James Harris, the lead fire and life safety director at Mulligan Security
I was a relatively young lad when I came here. I wasn’t in security for a long period of time. I had just left Wall Street as an accountant, and I was looking for a job, and I fell into security. I bounced around from place to place, and when I landed in this particular building — it was something special about the building. I could feel it. I never experienced that walking into any other building.
I was able to go to college and take courses to help enrich my getting ahead up the ladder. And what I enjoyed most of all was coming in contact with people. It’s just exciting to be a part of this and to be able to offer my spiritualness or how I feel to the new tenants that’ll be coming on board.
We put forth a great effort and training to be the best customer service personnel you can get. And we want them to feel like we feel by doing the job we do. And when they walk through, you want them to feel like, “Wow, I’m in a whole different universe.” We just want them to come in and feel right at home whenever they come.

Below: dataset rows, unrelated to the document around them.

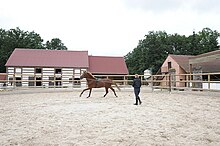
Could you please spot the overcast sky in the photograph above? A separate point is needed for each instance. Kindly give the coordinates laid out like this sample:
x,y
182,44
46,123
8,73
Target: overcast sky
x,y
108,27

Brad Zuger, Rockwell Group
To us, wellness is more than the ventilation and light — and we know that’s important. But for us, it’s also about joy and creating spectacular spaces where people can get together, particularly post-Covid.
It’s interesting to think about the array of spaces we have here and how they sort of change or adapt or allow for flexibility in how people are getting together and meeting and gathering. That was important to us. Through all these different spaces, there are a lot of layers that we’ve incorporated into the design.